132    A esse respeito, basta recordar que a Directiva 2008/101 não torna a Directiva 2003/87 aplicável, enquanto tal, às aeronaves registadas em Estados terceiros, que se encontrem a sobrevoar estes últimos ou o alto mar.

133    Com efeito, só no caso de os operadores de tais aeronaves terem optado por operar uma rota aérea comercial com partida ou com chegada em aeródromos situados no território dos Estados‑Membros, porque as suas aeronaves utilizam tais aeródromos, é que os referidos operadores estão sujeitos ao regime de comércio de licenças de emissão.

134    A Directiva 2008/101 dispõe que a Directiva 2003/87 é aplicável aos voos com partida ou com chegada num aeródromo situado no território de um Estado‑Membro. Assim, na medida em que esta regulamentação é relativa à entrada ou à saída do território dos Estados‑Membros de aeronaves utilizadas na navegação aérea internacional, tanto europeia como transatlântica, resulta expressamente do artigo 7.°, n.° 1, do Acordo «céu aberto» que tal regulamentação é aplicada a qualquer aeronave usada pelas companhias aéreas da outra parte nesse acordo e que tal aeronave é obrigada a observar essa regulamentação.

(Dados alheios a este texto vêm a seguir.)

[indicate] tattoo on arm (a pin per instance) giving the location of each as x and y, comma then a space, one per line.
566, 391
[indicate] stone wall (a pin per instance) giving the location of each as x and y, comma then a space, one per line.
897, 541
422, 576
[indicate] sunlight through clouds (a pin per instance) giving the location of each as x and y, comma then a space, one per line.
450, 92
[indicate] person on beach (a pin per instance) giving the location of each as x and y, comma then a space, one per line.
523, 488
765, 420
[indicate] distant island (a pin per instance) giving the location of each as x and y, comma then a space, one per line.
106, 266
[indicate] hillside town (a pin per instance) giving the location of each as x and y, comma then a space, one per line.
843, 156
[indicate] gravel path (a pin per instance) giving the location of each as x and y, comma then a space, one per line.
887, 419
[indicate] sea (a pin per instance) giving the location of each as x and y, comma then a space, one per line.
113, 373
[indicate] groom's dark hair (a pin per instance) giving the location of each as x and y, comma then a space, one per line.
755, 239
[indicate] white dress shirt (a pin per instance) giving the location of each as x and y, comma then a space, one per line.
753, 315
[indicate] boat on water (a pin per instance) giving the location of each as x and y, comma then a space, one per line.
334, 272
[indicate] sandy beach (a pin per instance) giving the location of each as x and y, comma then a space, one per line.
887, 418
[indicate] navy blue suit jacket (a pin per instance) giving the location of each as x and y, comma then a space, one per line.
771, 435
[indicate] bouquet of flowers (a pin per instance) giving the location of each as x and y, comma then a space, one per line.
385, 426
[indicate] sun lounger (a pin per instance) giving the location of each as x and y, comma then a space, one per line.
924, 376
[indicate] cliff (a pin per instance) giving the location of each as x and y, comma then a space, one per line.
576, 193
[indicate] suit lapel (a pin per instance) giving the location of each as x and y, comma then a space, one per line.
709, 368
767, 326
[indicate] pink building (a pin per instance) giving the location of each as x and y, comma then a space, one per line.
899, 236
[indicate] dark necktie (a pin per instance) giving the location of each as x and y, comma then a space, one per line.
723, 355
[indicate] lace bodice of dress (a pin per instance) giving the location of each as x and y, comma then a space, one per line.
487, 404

135    Daí decorre que o artigo 7.°, n.° 1, do Acordo «céu aberto» não se opõe à aplicação do regime de comércio de licenças de emissão, instituído pela Directiva 2003/87, a operadores de aeronaves como as companhias aéreas com sede nos Estados Unidos, quando as suas aeronaves realizam voos com partida ou com chegada num aeródromo situado no território de um Estado‑Membro.

b)     Quanto à validade da Directiva 2008/101 à luz do artigo 11.°, n.os 1 e 2, alínea c), do Acordo «céu aberto»

136    A ATA e o. e a IATA sustentam, no essencial, que a Directiva 2008/101, na medida em que estende à aviação internacional o regime de comércio de licenças de emissão previsto na Directiva 2003/87, viola a obrigação estabelecida no artigo 11.°, n.os 1 e 2, alínea c), do Acordo «céu aberto», que incumbe à União, de isentar de direitos, emolumentos e taxas o abastecimento de combustível. Em especial, estas partes no processo principal sustentam que só podem ser aplicadas pela União as taxas sobre o custo dos serviços prestados, mas que o regime previsto na Directiva 2003/87 não está abrangido por esta excepção.

137    A este respeito, há que referir que essas disposições do Acordo «céu aberto» se destinam a regular certos aspectos relativos aos custos económicos do transporte aéreo, garantindo às companhias aéreas condições de igualdade. Sob reserva de reciprocidade, essas disposições proíbem, nomeadamente, determinadas formas de direitos aduaneiros sobre a importação, de emolumentos e de taxas sobre o combustível.

138    As regras estabelecidas na Directiva 2008/101 têm, por sua vez, por objecto estender aos operadores de aeronaves o regime de comércio de licenças de emissão instituído pela Directiva 2003/87. Assim, estas prosseguem, nomeadamente, o objectivo de uma melhor protecção do ambiente.

139    Por outro lado, deve recordar‑se que, embora o objectivo último do regime de comércio de licenças de emissão seja a protecção do ambiente através de uma redução das emissões de gases com efeito de estufa, esse regime, por si só, não reduz essas emissões, antes encorajando e fornecendo incentivos para se encontrarem formas de alcançar uma redução das referidas emissões para um nível preciso, ao menor custo possível. O benefício ambiental depende do rigor com que se determina a quantidade total de licenças de emissão concedidas, que constitui o limite global de emissões autorizadas pelo referido regime (acórdão de 16 de Dezembro de 2008, Arcelor Atlantique et Lorraine e o., C‑127/07, Colet., p. I‑9895, n.° 31).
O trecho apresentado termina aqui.